Tumbuhan Monokotil. Penebar Swadaya, Jakarta. Hal. 107-108 -
^
a
b
Chung, R.C.K. 2001.
Dioscorea
L. [Internet] Record from Proseabase. J.L.C.H. van Valkenburg and N. Bunyapraphatsara (Editors).
Plant Resources of South-East Asia
No.
12(2): Medicinal and poisonous plants 2 PROSEA (Plant Resources of South-East Asia) Foundation, Bogor, Indonesia. Diakses pada: 16-Apr-2010 -
^
a
b
c
d
e
f
Soeseno, Slamet
(1985).
Sayur-Mayur bagi Karang Gizi. keadaan.101-103. Jakarta:Penebar Swadaya. -
^
a
b
Creutzberg, Pieter; Laanen, J.T.M. van
Sejarah Statistik Ekonomi Indonesia
hal.39 – 40. Jakarta:Yayasan Obor Indonesia. -
^
a
b
c
d
Sastrapradja, Setijati; Soetjipto, Niniek Woelijarni; Danimihardja, Sarkat; Soejono, Rukmini (1981).

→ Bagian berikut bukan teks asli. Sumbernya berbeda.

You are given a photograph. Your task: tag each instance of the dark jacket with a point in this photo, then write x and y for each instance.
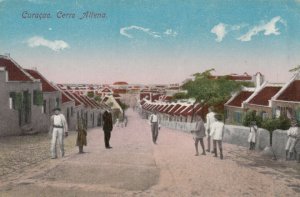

Proyek Penelitian Potensi Sendang Daya Ekonomi:Ubi-Ubian
7:24 – 25 Jakarta: LIPI menjadikan pekerjaan sama dengan Balai Teks. -
^
a
b
c
d
e
Sastrapradja, Setijati; Naiola, Beth Paul; Rasmadi, Endi Rochandi; Roemantyo; Soepardijono, Ernawati Kasim; Waluyo, Eko Baroto (Red. S. Sastrapradja) (1980).
Tanaman Pelataran.
16:13 – 14. Jakarta:Kerjasama LBN – LIPI dengan Balai Bacaan.
Pranala asing
- Plantamor: Gadung
id.wikipedia.org, discussion.web.id, p2k.gilland-ganesha.com, wiki.edunitas.com, dll-nya.